L’entreprise Casaleggio Associati, liée au Mouvement 5 étoiles, parti de gouvernement italien, aurait reçu 2 millions d’euros de la part du fabricant de cigarettes Philip Morris entre 2017 et 2020.

Fin novembre 2020, le quotidien italien d’information politique Il Riformista a révélé que la Casaleggio Associati, “l’entreprise à laquelle a été confié le soin d’organiser la démocratie interne du M5S [Mouvement 5 étoiles[1]]”, a reçu de la part de Philip Morris plus de 2 millions d’euros pour du consulting entre septembre 2017 et octobre 2020[2].

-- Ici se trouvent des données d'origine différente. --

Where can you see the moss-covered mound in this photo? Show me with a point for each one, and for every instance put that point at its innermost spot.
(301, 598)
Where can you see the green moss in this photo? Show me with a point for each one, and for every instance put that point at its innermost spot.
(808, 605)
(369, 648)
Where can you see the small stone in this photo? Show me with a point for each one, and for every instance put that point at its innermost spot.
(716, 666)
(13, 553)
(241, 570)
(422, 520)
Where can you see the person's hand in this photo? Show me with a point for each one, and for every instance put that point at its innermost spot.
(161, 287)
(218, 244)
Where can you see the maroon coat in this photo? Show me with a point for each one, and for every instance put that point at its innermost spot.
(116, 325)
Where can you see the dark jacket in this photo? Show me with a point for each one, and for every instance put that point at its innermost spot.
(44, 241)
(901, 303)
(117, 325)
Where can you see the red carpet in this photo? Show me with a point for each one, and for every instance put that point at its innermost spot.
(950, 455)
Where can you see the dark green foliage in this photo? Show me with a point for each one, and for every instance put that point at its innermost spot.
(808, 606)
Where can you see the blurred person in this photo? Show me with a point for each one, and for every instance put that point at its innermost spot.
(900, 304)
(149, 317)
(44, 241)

Or, le parti, entré au gouvernement en 2018, a ensuite réduit de 75 % les taxes sur les produits du tabac chauffé[3], “un secteur qui intéresse particulièrement le cigarettier américain”[4], pointe justement le journaliste Gaël de Santis, qui se fait l’écho de la révélation d’Il Riformista dans L’Humanité.

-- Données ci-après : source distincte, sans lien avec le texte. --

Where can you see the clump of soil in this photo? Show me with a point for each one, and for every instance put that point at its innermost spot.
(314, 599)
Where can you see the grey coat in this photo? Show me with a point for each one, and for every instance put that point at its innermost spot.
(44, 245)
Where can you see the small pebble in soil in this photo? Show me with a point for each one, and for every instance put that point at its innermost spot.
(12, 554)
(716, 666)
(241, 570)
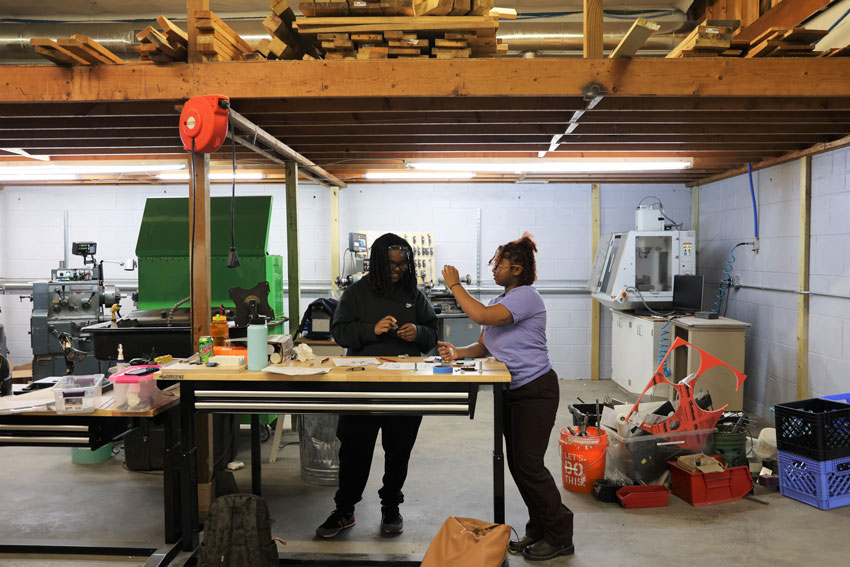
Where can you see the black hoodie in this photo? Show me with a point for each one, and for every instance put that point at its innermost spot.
(360, 308)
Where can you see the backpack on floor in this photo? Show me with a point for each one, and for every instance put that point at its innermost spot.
(238, 534)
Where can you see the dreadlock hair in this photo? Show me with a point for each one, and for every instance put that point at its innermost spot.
(380, 276)
(520, 252)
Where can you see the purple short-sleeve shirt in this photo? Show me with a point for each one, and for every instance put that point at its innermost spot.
(521, 345)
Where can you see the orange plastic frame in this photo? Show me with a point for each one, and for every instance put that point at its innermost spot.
(688, 416)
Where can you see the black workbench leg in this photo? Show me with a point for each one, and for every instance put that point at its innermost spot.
(256, 456)
(498, 457)
(188, 469)
(171, 477)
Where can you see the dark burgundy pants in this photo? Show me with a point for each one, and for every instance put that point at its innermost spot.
(529, 418)
(357, 435)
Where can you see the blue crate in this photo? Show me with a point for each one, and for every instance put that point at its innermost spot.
(845, 398)
(823, 484)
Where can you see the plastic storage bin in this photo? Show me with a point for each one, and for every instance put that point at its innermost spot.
(644, 458)
(78, 394)
(135, 393)
(845, 398)
(817, 429)
(822, 484)
(702, 489)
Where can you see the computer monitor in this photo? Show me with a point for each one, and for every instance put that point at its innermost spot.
(687, 293)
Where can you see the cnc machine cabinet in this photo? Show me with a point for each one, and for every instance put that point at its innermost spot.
(634, 349)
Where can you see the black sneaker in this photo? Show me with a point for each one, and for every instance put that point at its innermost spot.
(391, 522)
(335, 523)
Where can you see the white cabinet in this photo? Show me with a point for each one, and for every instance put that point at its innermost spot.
(635, 343)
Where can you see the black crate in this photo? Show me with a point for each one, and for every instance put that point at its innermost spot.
(579, 411)
(816, 428)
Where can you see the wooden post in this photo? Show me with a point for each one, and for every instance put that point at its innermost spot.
(695, 219)
(593, 46)
(200, 292)
(595, 228)
(194, 56)
(803, 278)
(294, 277)
(334, 236)
(199, 240)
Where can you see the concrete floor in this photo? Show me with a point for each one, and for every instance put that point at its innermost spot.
(45, 496)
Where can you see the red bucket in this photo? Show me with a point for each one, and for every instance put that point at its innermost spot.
(582, 459)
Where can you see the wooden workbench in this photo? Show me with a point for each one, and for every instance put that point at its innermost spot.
(94, 430)
(366, 391)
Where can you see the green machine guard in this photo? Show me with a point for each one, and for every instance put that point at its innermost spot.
(163, 252)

Si le quotidien Italien n’est pas en mesure de prouver que l’entreprise Casaleggio Associati, qui a reçu de l’argent de Philip Morris, a usé de son influence sur les députés du M5S pour obtenir un allégement fiscal sur les produits du tabac chauffé, “la coïncidence est troublante”[5], poursuit Gaël de Santis.

Interrogée, la Commission européenne ne voit pas de “motif d’intervention”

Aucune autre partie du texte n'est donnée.